A recent project from the Center for Behavior Imaging at Georgia Institute of Technology promises an important impact on understanding autism and other behavioral disorders through new technologies that measure the behavior of children.

The first technology consists of an instrument that uses a special facial-analysis program and a pair gaze-tracking eye-wear. This allows researchers to study the eye-contact the child makes with the person who is wearing the eye-wear. The second instrument is made of multiple accelerometers that monitor and categorize any behavioral problems that these children might have. These two technologies are currently being used in the ongoing work at  the CBI (Center for Behavior Imaging). Researchers are trying to combine medical understanding of behavioral disorders with computer guided screening and measurements.

According to precedent studies, children that are predisposed for autism often show specific behavioral markers. One of these specific markers is the unwillingness to make continuous or repeated eye contact with people around them. A computational software capable of detecting these two markers can significantly improve the currently existing screening methods. The project is funded by the NSF (national Science Foundation) through the help of professor Jim Rehg.

Georgia Tech Researchers

Georgia Tech Researchers

The studies for the new technologies were conducted in the CSL (Child Study Lab) from the Georgia Institute of Technology. Researchers captured a video of a child that was interacting with an adult wearing a front-facing camera on the gaze-tracking device. The recorded video was then processed through the facial-analysis software. The software is able to detect the direction of the child’s gaze, thus analyzing the length of direct eye contact between the two participants. Its current accuracy is noted at 80%.

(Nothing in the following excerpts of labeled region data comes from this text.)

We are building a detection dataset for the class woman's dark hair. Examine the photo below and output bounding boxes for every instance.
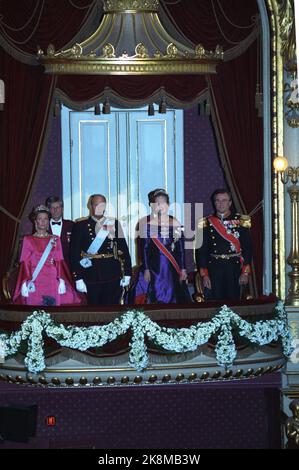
[147,188,169,205]
[29,204,51,222]
[46,196,63,209]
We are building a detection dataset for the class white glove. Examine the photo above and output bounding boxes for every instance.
[76,279,87,293]
[120,276,131,287]
[58,279,66,294]
[21,281,29,297]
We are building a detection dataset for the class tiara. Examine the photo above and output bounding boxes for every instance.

According to professor Rehg, precedent methods used to study the eye gaze were very laborious and involved many hours of video analysis. However, this new method can be used to replicate the results automatically, thus reducing the analysis hours and intensive labor. Professor Rehg notes that these are only preliminary results due to the fact that the method was only performed on a single child. Nevertheless, Rehg and his research team are confident that these results will be replicated because of the similarities between humans’ eyes.

The second technology was developed through a collaboration between researchers at the Georgia Institute of Technology (US), Newcastle University (UK) and the Marcus Autism Center (US). The device consists of a pack of sensors that are worn on the wrists and ankles. These sensors use accelerometers in order to detect every movement that the subject makes. The researchers developed a series of algorithms that can automatically detect changes in behavior. These changes are then analyzed and classified as disruptive, self-injurious or aggressive.

The analysis algorithm was developed on four staff members from the Marcus Autism Center. More than 1000 moves and behavior instances were categorized and analyzed. Researchers say that the technology can detect problematic behaviors with an accuracy of over 95% and can classify different behaviors with an accuracy of over 80%. When the algorithm was used on a child that was previously diagnosed with autism, it detected the behavioral problems with an accuracy of 81% whilst classifying them correctly with almost 70% accuracy.

“These results are very promising in leading the way toward more accurate and reliable measurement of problem behavior, which is important in determining whether treatments targeting these behaviors are working”, noted Agata Rozga, one of the researchers. According to professor Gregory Abowd, these new technologies will have a major impact on the lives of many children and their families due to the more effective screening capabilities.

Both these technologies were first presented at the 14th International Conference of Ubiquitous Computing, in early September.